Before, without applying the timing probability data, the spread between the best and worst outcome was much greater at $1.73 billion ($3.31 billion minus $1.58 billion). By managing around the time frame, the Brand A team can reduce the overall risk to the brand and company by roughly $320 million. Note that only two cost items were considered in this example, and tweaking more cost items can yield more (or less) significant differences. Also missing from this example are other financial factors that can come into play, such as:

  • portfolio issues— Will removing support from Brand A help Brand B or C?

  • manufacturing— Will knowing the timing probabilities increase manufacturing efficiencies?

  • general expenses— headquarters, headcount, and R&D.

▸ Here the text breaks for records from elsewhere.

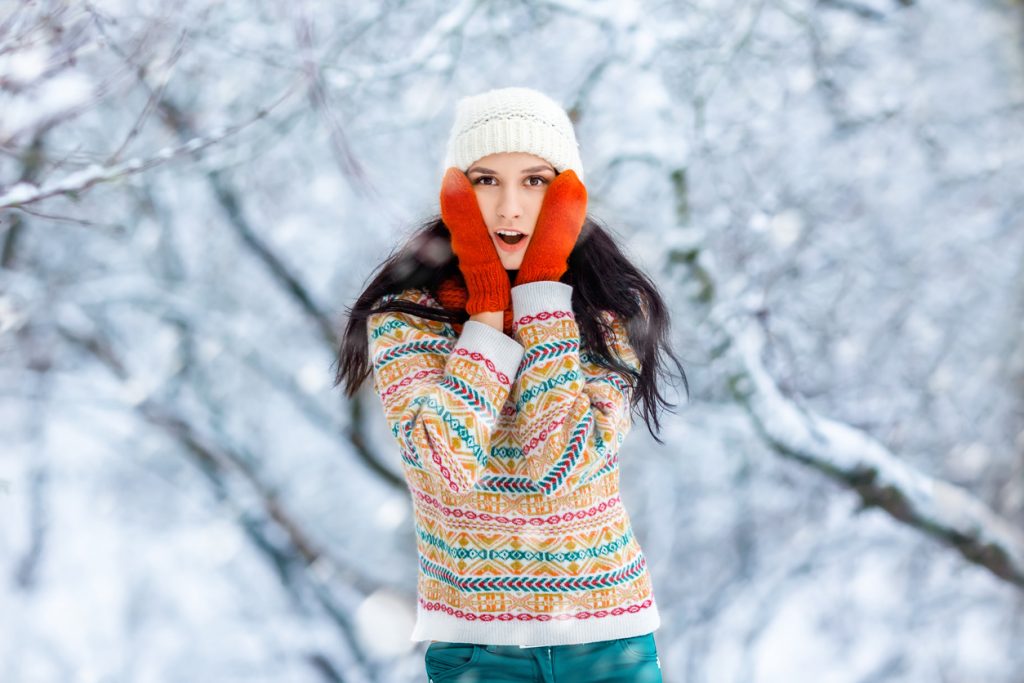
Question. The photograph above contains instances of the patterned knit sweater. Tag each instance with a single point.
(509, 447)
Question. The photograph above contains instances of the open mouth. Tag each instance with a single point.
(511, 237)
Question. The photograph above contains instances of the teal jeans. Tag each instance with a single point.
(631, 659)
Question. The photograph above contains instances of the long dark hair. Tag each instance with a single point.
(426, 260)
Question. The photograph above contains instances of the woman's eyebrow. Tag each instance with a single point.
(531, 169)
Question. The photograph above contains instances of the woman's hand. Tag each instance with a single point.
(562, 214)
(486, 280)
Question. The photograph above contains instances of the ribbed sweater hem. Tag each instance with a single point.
(602, 625)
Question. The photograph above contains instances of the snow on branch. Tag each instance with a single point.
(860, 462)
(26, 193)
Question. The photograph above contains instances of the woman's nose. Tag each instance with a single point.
(510, 205)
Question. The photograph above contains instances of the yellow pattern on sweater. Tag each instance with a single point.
(510, 451)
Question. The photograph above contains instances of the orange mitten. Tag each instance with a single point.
(486, 282)
(562, 214)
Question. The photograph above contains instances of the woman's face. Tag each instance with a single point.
(510, 187)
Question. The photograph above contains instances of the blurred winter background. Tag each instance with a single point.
(827, 191)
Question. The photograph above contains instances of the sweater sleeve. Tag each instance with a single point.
(441, 395)
(569, 421)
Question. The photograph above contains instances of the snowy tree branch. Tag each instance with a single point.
(858, 461)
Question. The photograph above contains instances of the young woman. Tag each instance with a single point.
(509, 342)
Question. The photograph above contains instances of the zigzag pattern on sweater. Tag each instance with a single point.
(512, 463)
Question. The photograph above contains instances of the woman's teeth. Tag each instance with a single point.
(511, 238)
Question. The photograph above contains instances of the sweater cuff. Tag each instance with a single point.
(495, 346)
(545, 295)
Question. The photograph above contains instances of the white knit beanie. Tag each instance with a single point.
(512, 119)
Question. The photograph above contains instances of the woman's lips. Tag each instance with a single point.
(507, 247)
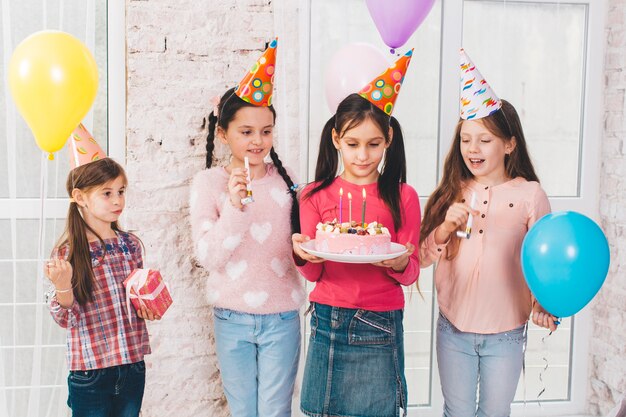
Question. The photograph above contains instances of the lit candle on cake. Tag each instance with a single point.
(363, 210)
(340, 204)
(350, 208)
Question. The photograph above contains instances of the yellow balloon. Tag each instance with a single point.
(53, 79)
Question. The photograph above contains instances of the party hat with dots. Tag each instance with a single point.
(83, 147)
(258, 84)
(477, 99)
(383, 90)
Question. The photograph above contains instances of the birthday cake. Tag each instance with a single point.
(352, 238)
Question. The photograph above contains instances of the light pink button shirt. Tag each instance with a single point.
(482, 289)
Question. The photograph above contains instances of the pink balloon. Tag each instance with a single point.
(350, 69)
(397, 20)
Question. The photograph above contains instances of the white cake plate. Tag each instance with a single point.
(395, 250)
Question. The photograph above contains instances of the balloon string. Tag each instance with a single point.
(524, 346)
(35, 391)
(545, 368)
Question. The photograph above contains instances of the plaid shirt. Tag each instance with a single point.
(99, 334)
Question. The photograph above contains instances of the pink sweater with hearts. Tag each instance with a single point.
(246, 252)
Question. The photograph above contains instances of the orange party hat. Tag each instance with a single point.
(383, 90)
(83, 147)
(477, 98)
(258, 84)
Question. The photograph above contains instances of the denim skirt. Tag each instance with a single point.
(354, 364)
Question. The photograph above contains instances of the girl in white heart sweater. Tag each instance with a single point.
(245, 245)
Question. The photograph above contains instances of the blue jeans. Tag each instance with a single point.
(490, 362)
(355, 363)
(258, 356)
(109, 392)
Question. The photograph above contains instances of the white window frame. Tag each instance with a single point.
(56, 208)
(586, 202)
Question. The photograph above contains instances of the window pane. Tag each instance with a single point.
(334, 25)
(533, 55)
(418, 339)
(87, 21)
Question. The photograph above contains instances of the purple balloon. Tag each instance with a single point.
(397, 20)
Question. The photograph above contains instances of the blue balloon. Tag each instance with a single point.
(565, 259)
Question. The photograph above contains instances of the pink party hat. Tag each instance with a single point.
(477, 99)
(383, 90)
(258, 84)
(83, 147)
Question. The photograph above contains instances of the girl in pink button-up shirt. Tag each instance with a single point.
(483, 298)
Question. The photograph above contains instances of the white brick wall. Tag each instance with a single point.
(181, 53)
(608, 346)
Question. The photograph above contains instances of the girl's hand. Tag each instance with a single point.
(456, 216)
(398, 264)
(296, 240)
(542, 318)
(59, 271)
(146, 314)
(237, 186)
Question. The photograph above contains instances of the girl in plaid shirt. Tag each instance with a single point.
(106, 347)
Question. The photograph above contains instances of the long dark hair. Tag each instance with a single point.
(229, 105)
(85, 178)
(506, 125)
(351, 112)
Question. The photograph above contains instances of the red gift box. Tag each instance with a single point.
(146, 288)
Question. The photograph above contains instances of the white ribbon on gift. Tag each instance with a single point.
(137, 281)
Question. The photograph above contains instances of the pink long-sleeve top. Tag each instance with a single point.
(363, 286)
(247, 252)
(482, 289)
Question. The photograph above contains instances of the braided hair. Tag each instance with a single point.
(227, 109)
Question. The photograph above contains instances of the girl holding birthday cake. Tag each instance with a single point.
(355, 359)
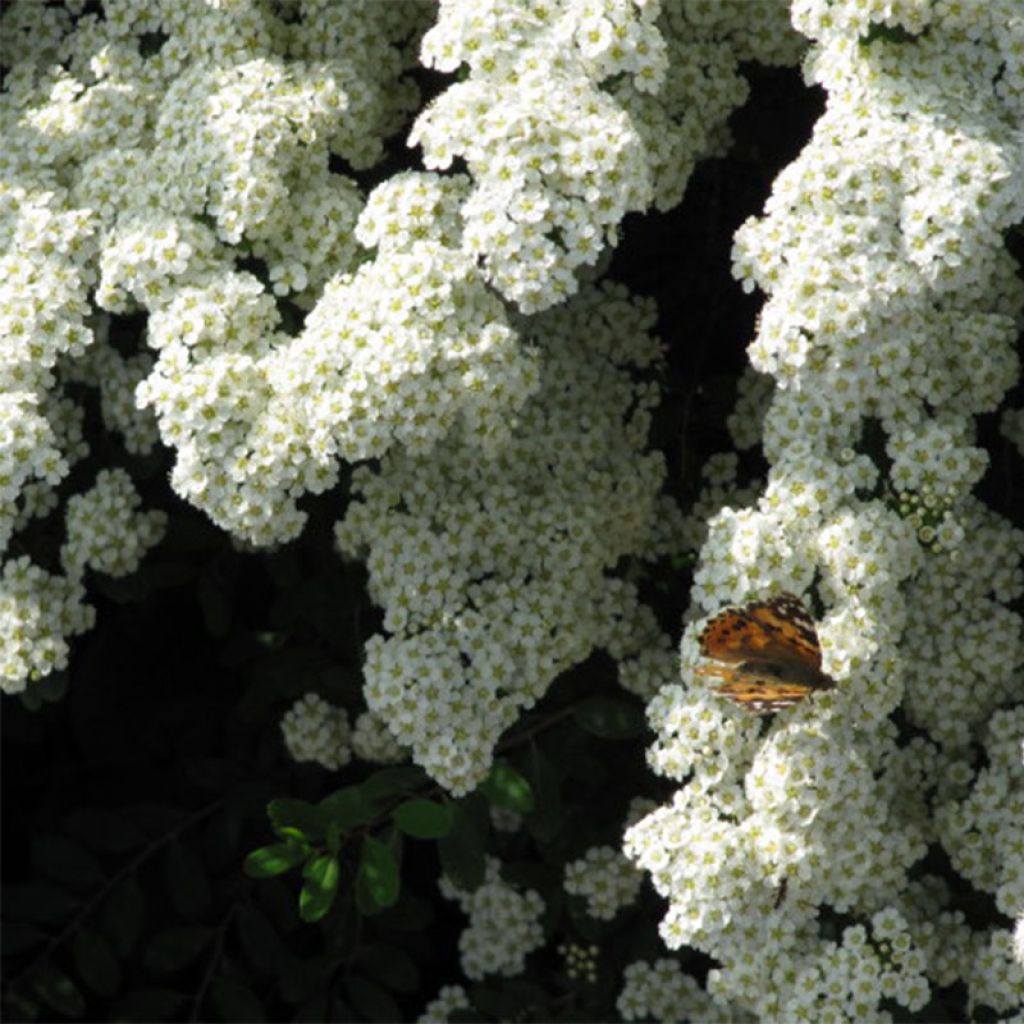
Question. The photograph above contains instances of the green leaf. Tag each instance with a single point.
(57, 990)
(306, 819)
(611, 719)
(146, 1005)
(423, 818)
(95, 963)
(237, 1003)
(504, 786)
(321, 885)
(462, 852)
(186, 881)
(172, 948)
(390, 966)
(346, 808)
(121, 916)
(377, 883)
(372, 1001)
(276, 859)
(66, 860)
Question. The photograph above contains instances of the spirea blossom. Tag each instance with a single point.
(315, 730)
(890, 325)
(504, 926)
(491, 565)
(641, 95)
(605, 880)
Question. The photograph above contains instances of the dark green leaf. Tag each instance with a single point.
(390, 966)
(306, 819)
(423, 818)
(259, 940)
(18, 938)
(57, 990)
(378, 882)
(504, 786)
(611, 719)
(65, 860)
(388, 783)
(120, 918)
(462, 852)
(105, 830)
(38, 902)
(215, 604)
(186, 881)
(172, 948)
(372, 1001)
(95, 963)
(276, 859)
(237, 1003)
(346, 808)
(547, 817)
(320, 887)
(146, 1005)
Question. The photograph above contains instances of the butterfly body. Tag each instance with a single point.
(766, 653)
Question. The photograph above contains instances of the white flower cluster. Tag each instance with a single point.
(491, 565)
(984, 835)
(116, 159)
(504, 926)
(107, 529)
(316, 730)
(893, 310)
(640, 97)
(605, 880)
(39, 611)
(662, 991)
(439, 1010)
(372, 741)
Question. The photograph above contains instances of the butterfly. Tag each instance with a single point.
(766, 653)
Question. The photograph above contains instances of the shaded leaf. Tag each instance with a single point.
(378, 883)
(372, 1001)
(38, 902)
(387, 783)
(423, 818)
(304, 818)
(57, 990)
(346, 808)
(186, 881)
(320, 887)
(172, 948)
(236, 1001)
(611, 719)
(17, 938)
(390, 966)
(146, 1005)
(276, 859)
(259, 940)
(504, 786)
(104, 830)
(95, 963)
(120, 919)
(66, 860)
(462, 852)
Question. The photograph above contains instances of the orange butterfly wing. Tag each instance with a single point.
(767, 653)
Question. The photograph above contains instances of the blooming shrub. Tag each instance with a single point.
(278, 276)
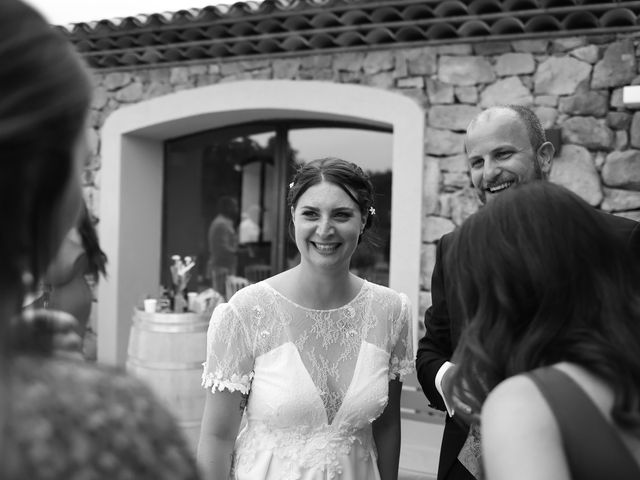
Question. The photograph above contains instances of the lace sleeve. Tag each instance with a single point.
(230, 357)
(402, 361)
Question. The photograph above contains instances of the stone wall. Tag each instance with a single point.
(574, 84)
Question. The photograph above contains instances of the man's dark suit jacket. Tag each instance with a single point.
(443, 322)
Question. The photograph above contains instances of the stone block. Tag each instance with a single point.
(575, 170)
(546, 100)
(588, 53)
(635, 130)
(452, 117)
(316, 62)
(454, 163)
(547, 116)
(438, 92)
(619, 120)
(418, 61)
(616, 98)
(464, 203)
(515, 64)
(427, 262)
(465, 70)
(620, 140)
(443, 142)
(530, 46)
(380, 80)
(616, 200)
(585, 102)
(633, 215)
(430, 186)
(491, 48)
(348, 62)
(379, 61)
(561, 45)
(466, 94)
(509, 90)
(622, 170)
(454, 181)
(454, 49)
(410, 82)
(617, 67)
(116, 80)
(179, 76)
(587, 131)
(286, 68)
(560, 76)
(132, 93)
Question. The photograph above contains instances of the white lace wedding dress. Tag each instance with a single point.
(316, 379)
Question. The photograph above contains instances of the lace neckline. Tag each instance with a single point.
(328, 310)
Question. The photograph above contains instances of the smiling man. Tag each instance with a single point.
(505, 146)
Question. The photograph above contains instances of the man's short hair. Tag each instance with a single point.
(532, 123)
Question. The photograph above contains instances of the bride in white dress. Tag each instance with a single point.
(313, 356)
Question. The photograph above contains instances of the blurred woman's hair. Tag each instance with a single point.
(44, 98)
(97, 259)
(543, 279)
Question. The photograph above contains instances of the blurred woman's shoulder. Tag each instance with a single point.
(69, 414)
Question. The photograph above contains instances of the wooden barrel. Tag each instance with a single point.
(166, 350)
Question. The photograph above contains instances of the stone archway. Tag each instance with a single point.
(132, 178)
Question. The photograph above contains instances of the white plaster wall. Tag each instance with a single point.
(131, 185)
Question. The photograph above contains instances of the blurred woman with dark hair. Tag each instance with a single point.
(550, 351)
(59, 418)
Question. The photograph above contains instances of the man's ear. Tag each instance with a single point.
(545, 154)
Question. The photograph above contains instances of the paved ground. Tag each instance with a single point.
(419, 450)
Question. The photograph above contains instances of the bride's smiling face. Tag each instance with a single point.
(327, 225)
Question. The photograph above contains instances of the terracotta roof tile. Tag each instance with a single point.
(251, 28)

In addition, each real-life situation will have its own sets of factual issues to factor into the analysis. For example, in certain circumstances it might make financial and risk-management sense to frontload costs and spend more on the product right after it receives a patent challenge. Nonetheless, by using timing probabilities set as a backdrop, any product under Paragraph IV challenge can create financial analysis decision points so that the company can weigh decisions by using timing probabilities and clear delineation of risk and reward.

Without a doubt, generics companies will continue to use the Paragraph IV patent challenge as gateway into the marketplace. Brand teams can no longer effectively manage their products by using guesswork, supposition, and the hope that "legal will handle this." Armed with the appropriate data, brands and companies can, at the very least, understand the financial implications of their product management decisions. When factoring in its own risk profile, a company can then make more informed choices and manage the risk to its satisfaction.